Judge Andersen spoke about the differences between bench and jury trials. He stated that with a bench trial, the judge is often more interactive, asking questions of the witnesses. Judge Andersen stressed that opening statements in a bench trial should almost always be under five minutes long. The judge already knows the issues through motions in limine, settlement conferences, etc. Also, Judge Andersen indicated that jurors notice more irrelevant things during trial than a judge notices. After one case, a juror mentioned to Judge Andersen that he saw one of the attorneys start the trial with a wedding ring but by closing, the ring was gone. The juror was wondering why, even though it had nothing to do with the issues in the lawsuit.
When opposing a pro se plaintiff, as many public sector attorneys do, Judge Andersen suggests whittling the case down legally as much as possible and quickly advising the court which defendants do not belong in the case. Judges, in general, do not like to see governmental attorneys beat up on pro se individuals.
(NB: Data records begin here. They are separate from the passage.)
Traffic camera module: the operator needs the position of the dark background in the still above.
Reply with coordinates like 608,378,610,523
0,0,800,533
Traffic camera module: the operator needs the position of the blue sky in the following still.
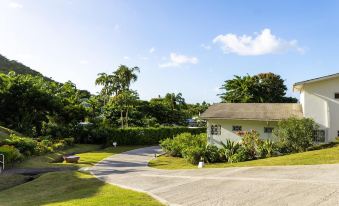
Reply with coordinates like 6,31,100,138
0,0,339,103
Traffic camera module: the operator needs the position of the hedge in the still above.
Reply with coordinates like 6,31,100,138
76,127,206,146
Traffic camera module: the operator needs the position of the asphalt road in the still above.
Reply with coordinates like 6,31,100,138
90,147,339,206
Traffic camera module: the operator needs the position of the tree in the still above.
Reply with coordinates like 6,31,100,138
111,90,139,128
273,117,318,152
220,73,297,103
95,73,118,106
113,65,140,91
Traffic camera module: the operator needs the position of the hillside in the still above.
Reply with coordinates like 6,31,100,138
0,54,42,76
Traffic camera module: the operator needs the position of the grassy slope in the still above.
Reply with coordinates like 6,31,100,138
0,145,162,206
149,145,339,169
0,175,28,191
0,172,161,206
15,144,101,168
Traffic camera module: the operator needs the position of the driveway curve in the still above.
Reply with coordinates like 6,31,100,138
90,147,339,206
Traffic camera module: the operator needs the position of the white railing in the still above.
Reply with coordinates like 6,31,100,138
0,154,5,173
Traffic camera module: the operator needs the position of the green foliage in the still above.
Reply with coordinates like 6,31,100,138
0,145,23,164
160,133,211,164
241,130,262,159
2,134,37,156
205,144,223,163
273,117,318,152
102,127,206,145
221,139,241,163
220,73,297,103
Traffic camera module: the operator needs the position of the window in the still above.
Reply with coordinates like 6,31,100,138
264,127,273,133
232,125,242,132
313,130,325,142
211,125,221,135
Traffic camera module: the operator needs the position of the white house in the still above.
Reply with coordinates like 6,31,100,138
201,73,339,145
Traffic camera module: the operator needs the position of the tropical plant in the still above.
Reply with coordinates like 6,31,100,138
273,117,318,152
220,73,297,103
220,139,241,163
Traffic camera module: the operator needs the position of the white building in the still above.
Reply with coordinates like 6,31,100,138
201,73,339,145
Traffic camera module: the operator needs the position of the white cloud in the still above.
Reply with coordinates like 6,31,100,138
114,24,120,31
149,47,155,54
200,44,212,50
8,2,24,9
213,29,304,56
79,59,89,65
159,53,198,67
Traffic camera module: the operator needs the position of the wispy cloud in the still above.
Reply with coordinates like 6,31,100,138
149,47,155,54
159,53,198,67
200,44,212,50
213,29,304,56
8,1,24,9
79,59,89,65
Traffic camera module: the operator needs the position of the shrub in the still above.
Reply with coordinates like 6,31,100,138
160,133,208,164
205,144,222,163
273,117,318,153
0,145,23,164
241,130,262,159
221,139,241,163
3,134,37,156
102,127,206,145
52,142,66,151
179,133,207,164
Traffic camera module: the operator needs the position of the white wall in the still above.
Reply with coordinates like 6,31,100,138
207,119,277,146
300,78,339,142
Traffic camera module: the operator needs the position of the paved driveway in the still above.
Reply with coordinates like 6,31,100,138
90,147,339,206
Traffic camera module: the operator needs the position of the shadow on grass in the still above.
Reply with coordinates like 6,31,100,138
0,172,161,206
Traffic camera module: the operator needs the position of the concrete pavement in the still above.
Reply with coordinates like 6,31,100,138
90,147,339,206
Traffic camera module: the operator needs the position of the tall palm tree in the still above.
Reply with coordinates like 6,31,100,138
114,65,140,91
95,73,117,105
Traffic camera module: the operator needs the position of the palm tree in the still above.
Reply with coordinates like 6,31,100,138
114,65,140,91
95,73,118,105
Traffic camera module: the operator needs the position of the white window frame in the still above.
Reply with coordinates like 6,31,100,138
313,129,326,143
264,127,274,134
232,125,242,132
210,124,221,135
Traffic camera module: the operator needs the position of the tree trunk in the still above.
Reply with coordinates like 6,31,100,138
120,110,124,129
126,109,128,127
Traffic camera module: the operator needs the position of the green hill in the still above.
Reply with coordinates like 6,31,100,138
0,54,42,76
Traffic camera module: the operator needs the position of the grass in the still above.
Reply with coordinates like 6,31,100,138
0,144,162,206
14,144,101,168
149,144,339,169
0,172,162,206
0,175,29,191
75,146,141,167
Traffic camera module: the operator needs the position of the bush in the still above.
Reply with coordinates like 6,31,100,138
52,142,66,151
2,134,37,156
241,130,262,160
273,117,318,153
89,127,206,146
179,133,207,164
205,144,223,163
0,145,23,164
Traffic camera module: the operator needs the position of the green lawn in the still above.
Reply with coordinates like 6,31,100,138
0,172,162,206
149,145,339,169
14,144,101,168
0,144,162,206
0,175,29,191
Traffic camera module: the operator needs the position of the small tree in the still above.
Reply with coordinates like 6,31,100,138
273,117,318,152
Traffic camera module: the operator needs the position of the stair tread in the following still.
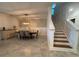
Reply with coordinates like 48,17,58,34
54,35,66,38
54,42,69,46
54,44,72,48
54,40,68,42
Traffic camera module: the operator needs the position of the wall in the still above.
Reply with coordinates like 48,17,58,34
53,2,79,52
0,13,19,29
47,7,55,50
30,19,47,35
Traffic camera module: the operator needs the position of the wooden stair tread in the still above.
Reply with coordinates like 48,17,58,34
54,35,66,38
54,42,71,48
54,42,69,45
54,40,68,42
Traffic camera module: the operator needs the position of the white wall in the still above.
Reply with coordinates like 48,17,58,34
47,7,55,50
55,2,79,50
0,13,19,28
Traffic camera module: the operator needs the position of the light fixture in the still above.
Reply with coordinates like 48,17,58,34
23,23,29,25
52,3,56,8
69,8,73,12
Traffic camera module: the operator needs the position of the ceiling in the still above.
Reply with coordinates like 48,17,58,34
0,2,52,19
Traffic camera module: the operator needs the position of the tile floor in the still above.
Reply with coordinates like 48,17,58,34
0,36,79,57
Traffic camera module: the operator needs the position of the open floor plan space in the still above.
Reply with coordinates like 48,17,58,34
0,36,79,57
0,2,79,57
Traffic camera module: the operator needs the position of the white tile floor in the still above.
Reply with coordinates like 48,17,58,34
0,36,79,57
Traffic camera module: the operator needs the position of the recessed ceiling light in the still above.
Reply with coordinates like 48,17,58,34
23,23,29,25
69,8,73,12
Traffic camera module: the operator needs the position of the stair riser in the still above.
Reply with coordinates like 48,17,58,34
54,40,68,42
54,44,71,48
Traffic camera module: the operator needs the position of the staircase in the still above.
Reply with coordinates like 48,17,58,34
54,30,71,48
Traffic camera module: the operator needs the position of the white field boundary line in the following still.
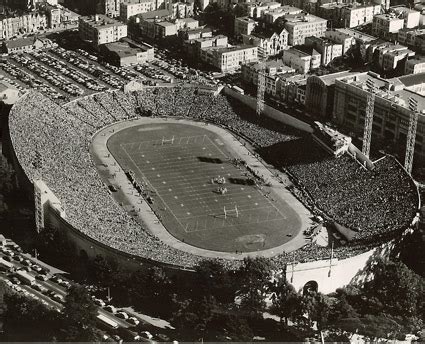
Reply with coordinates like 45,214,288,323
126,135,292,225
204,137,286,220
179,207,286,220
154,141,212,216
121,142,184,230
121,134,208,150
185,218,282,233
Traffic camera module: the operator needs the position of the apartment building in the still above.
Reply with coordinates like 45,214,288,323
261,5,303,25
372,13,404,40
234,17,257,37
305,36,342,66
120,0,155,23
78,14,127,47
0,12,48,40
404,56,425,74
282,47,321,74
325,29,356,55
183,34,228,58
242,29,288,59
305,71,358,120
333,72,425,158
318,2,382,28
166,2,194,19
241,1,282,19
397,29,425,47
96,0,165,18
285,14,327,45
201,45,258,72
390,6,421,29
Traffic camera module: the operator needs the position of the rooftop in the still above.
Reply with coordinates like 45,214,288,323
338,73,425,113
285,13,327,26
80,14,126,27
335,29,377,42
374,13,404,21
236,17,256,23
136,10,170,19
312,70,358,86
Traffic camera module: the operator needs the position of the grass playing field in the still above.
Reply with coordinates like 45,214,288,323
108,123,301,252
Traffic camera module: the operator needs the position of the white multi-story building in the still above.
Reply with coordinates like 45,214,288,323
261,5,303,24
0,12,48,40
372,13,404,40
96,0,165,18
325,30,356,55
404,56,425,74
235,17,257,37
390,6,421,29
318,2,382,28
78,14,127,47
282,48,321,74
241,1,281,19
242,29,288,59
166,2,193,18
305,36,342,66
333,73,425,158
201,45,258,72
120,0,155,22
285,14,327,45
397,29,425,47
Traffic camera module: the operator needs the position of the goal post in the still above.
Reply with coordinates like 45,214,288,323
161,135,174,146
223,204,239,219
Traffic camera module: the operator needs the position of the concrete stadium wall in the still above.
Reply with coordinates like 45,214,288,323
223,87,313,133
45,207,191,273
286,244,391,294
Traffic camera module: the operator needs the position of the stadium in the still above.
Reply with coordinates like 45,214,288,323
4,86,419,288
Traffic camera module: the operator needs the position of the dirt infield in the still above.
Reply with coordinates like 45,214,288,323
93,118,311,259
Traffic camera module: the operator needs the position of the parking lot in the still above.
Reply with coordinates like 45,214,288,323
0,42,222,102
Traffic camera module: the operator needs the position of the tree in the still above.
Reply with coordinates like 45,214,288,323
299,292,331,330
128,266,174,316
87,255,118,287
236,257,272,317
363,260,425,317
194,260,237,303
62,284,98,342
3,292,62,342
329,293,358,322
0,155,15,194
271,276,300,325
172,297,217,340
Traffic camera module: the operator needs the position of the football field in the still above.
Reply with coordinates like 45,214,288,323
108,123,301,252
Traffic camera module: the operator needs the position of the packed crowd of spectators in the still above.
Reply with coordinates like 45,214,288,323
10,87,417,268
278,138,418,239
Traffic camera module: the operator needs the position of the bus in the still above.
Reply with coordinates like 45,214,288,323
0,258,15,271
96,314,118,330
15,270,35,285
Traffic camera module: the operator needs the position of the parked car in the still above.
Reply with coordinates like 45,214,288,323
115,311,128,320
103,305,117,314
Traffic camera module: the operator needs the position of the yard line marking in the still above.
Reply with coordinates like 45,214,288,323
122,147,184,230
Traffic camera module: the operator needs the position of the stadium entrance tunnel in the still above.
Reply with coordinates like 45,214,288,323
303,281,319,295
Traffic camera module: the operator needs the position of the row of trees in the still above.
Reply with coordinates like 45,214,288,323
0,284,100,342
36,224,425,341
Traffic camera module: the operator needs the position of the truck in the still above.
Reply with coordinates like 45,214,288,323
232,85,245,94
15,270,35,285
96,313,118,330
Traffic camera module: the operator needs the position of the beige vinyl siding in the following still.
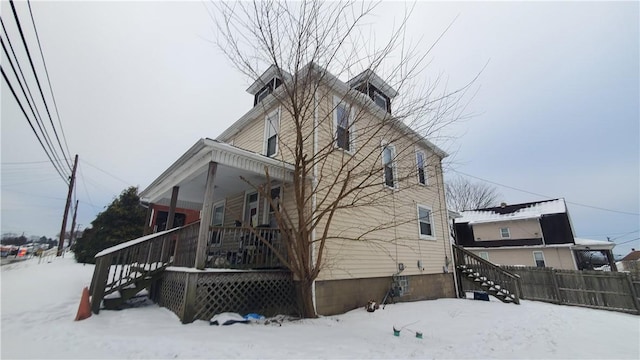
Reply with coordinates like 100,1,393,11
318,84,452,280
220,83,453,280
232,105,282,155
471,247,576,270
473,219,542,241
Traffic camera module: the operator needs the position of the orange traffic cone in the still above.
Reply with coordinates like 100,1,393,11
75,286,91,321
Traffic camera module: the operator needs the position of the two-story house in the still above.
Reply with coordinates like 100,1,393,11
90,64,455,321
454,199,615,270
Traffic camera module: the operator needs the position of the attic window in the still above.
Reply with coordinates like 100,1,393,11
373,90,388,111
253,77,282,106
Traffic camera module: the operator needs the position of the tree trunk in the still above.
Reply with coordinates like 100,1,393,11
296,280,318,318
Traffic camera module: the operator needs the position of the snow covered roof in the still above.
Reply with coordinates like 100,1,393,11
456,199,567,224
573,238,616,250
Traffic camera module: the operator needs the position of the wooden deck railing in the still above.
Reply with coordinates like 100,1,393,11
89,222,199,314
452,245,521,304
207,226,287,269
90,221,287,314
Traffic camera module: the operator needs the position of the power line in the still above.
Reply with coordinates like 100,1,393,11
616,238,640,245
449,168,640,216
0,17,66,181
611,229,640,241
80,160,131,185
0,65,68,184
27,0,71,171
9,0,71,169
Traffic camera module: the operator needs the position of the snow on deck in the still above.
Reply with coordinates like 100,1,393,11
95,227,180,257
456,199,567,224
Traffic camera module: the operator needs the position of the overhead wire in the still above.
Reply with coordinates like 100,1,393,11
449,168,640,216
9,0,72,170
0,65,69,184
27,0,72,168
0,17,68,181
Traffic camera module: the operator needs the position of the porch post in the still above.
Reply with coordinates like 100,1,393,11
165,186,180,230
142,203,153,236
605,250,618,271
195,161,218,270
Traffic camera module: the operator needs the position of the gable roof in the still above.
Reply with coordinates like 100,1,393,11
456,198,567,224
216,62,449,159
347,69,398,99
620,250,640,261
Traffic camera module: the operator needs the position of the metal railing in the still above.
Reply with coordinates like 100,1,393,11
452,245,521,304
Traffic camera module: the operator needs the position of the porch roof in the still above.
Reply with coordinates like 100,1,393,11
140,138,294,208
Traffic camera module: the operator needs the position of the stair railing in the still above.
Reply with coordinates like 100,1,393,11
452,245,521,304
89,221,200,314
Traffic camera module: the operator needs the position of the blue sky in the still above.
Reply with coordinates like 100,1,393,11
0,1,640,254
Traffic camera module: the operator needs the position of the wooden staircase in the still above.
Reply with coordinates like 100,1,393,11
89,221,200,314
453,245,520,304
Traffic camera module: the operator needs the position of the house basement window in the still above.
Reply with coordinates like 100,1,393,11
533,251,546,267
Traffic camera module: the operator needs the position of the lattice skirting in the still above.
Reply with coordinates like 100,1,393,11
157,270,296,323
154,271,187,316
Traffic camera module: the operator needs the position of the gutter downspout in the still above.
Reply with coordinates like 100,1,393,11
311,88,318,315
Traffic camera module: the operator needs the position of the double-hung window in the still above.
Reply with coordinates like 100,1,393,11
418,205,435,239
333,97,353,152
416,150,427,185
382,144,398,189
533,251,546,267
264,110,280,156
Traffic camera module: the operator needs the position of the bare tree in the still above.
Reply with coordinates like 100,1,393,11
445,176,500,211
210,0,475,317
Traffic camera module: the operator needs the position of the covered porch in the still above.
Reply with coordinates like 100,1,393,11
140,139,293,269
90,139,295,323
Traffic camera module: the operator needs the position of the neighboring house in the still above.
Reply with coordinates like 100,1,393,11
92,64,455,321
454,199,615,271
617,249,640,277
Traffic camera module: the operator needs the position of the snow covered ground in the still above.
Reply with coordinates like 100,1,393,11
0,256,640,359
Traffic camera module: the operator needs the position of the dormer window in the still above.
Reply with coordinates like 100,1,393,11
347,69,398,114
373,90,388,111
253,77,282,106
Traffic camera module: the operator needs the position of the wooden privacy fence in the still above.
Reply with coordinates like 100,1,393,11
501,265,640,314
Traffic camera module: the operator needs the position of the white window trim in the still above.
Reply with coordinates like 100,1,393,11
331,95,356,155
533,250,547,267
262,185,282,224
262,107,281,157
373,90,389,111
211,200,226,226
416,149,429,186
380,140,400,190
416,204,436,240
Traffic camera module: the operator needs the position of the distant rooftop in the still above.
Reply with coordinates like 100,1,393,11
456,199,567,223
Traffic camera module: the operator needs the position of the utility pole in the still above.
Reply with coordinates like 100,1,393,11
69,200,78,247
57,154,78,256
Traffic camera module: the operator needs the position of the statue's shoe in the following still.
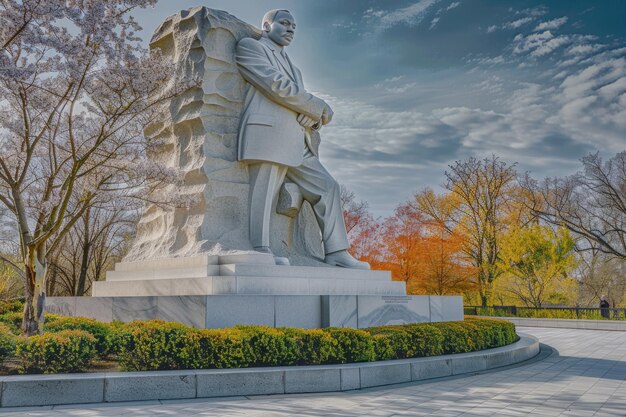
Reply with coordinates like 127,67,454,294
324,250,371,269
254,246,289,266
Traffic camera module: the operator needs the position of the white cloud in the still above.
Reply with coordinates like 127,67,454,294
374,75,417,94
446,1,461,12
565,44,603,55
502,17,535,29
513,30,572,58
364,0,440,29
533,16,568,32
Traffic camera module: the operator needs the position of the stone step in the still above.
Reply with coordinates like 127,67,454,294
106,265,220,281
92,276,406,297
219,264,391,281
115,252,275,272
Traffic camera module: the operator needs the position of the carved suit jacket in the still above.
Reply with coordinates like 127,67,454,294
235,38,326,166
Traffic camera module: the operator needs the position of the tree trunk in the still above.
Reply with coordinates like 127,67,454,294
76,242,91,297
22,246,48,336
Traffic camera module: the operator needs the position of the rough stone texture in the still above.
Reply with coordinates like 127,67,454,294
480,317,626,332
322,295,358,327
125,7,323,265
2,374,104,407
47,292,462,328
0,332,536,406
357,295,430,328
104,371,196,402
361,360,411,388
285,366,341,394
196,369,285,398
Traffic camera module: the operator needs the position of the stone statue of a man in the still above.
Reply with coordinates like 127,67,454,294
235,10,370,269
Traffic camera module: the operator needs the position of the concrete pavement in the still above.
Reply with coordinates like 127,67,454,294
1,328,626,417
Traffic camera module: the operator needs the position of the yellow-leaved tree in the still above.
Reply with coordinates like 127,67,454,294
497,224,577,307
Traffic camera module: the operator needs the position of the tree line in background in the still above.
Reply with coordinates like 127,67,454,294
343,152,626,307
0,0,626,334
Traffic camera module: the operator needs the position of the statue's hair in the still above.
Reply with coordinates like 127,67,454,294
261,9,291,29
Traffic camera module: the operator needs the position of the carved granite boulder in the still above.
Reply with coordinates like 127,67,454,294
125,7,324,265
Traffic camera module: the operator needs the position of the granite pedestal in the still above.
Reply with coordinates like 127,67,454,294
46,253,463,328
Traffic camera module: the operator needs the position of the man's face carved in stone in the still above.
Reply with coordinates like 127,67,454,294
264,11,296,46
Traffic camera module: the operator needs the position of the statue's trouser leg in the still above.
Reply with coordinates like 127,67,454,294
248,162,287,248
287,151,350,254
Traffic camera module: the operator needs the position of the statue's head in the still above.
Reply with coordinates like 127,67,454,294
261,9,296,46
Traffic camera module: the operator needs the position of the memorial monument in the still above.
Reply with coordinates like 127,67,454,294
48,7,463,328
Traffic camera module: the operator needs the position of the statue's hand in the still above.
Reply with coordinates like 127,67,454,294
322,104,335,125
296,114,317,128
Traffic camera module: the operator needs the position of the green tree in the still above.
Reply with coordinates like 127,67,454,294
496,224,576,307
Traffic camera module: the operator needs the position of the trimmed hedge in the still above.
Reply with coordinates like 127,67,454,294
0,323,15,362
15,330,96,374
44,316,114,356
118,318,518,371
0,313,518,373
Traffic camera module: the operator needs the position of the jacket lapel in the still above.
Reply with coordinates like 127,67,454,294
259,37,298,82
272,50,296,81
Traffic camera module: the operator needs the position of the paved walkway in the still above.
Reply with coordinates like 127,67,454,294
0,328,626,417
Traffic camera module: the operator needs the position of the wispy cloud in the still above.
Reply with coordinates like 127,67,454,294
534,16,568,32
429,16,441,29
502,16,535,29
374,75,417,94
446,1,461,12
363,0,440,29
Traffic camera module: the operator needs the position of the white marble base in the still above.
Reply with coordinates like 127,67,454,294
46,294,463,329
61,252,463,328
92,252,406,297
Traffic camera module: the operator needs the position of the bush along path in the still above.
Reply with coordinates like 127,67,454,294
0,304,519,374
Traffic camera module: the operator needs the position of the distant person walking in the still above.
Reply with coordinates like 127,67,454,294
600,295,610,319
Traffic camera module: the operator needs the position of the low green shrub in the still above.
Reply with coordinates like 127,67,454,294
0,313,518,373
115,320,194,371
464,318,519,350
44,316,114,356
235,326,298,366
15,330,96,374
181,329,255,369
0,311,24,334
323,327,376,363
281,329,335,365
0,323,15,362
0,300,24,314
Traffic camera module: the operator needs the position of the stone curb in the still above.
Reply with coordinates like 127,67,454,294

We should always be professional, but an extra dose of professionalism and civility in pro se matters may raise our credibility with the judge.
Judge Andersen listed what he often sees as lawyers’ biggest mistakes. First, lawyers usually advise their clients to not say they are sorry. Many lawsuits would likely never see the light of day with only an apology. In some situations, this is the right thing to do, and attorneys should not be fearful of it. Second, Judge Andersen sees lawyers get caught up in the daily litigation struggle so much that they take their focus off the reason for the litigation, i.e., to resolve the dispute. Parties sometimes refuse to settle because they “want justice.” Judge Andersen will pointedly ask, “If the jury decides against you, is that justice? The opposing party certainly will think so.” This can give a party pause, and the case can proceed to settlement.
Finally, when bringing a post-trial motion or raising an issue when a case has been off the judge’s radar for some time, feel free to use a sentence or two to refresh the judge’s recollection of the case. According to Judge Andersen, judges have “erasure brain,” meaning that once a case is over, or an issue is decided, the judge forgets the matter. This allows the judge to remain neutral in the next case involving similar issues or the same attorneys. A sentence or two mentioning the main issue or something that occurred during the case is all is generally required to bring the case to the forefront of the judge’s mind.
The Office of the Attorney General very much enjoyed Judge Andersen’s program, and the crowd appreciated his willingness to answer a variety of questions, from general legal issues to specific matters. Judge Andersen concluded his remarks reminding all governmental attorneys that we have a high moral calling, and we need to conduct our business with a sense of humility. We have extremely important jobs, and we should always remember to keep the public good at the forefront of our practice.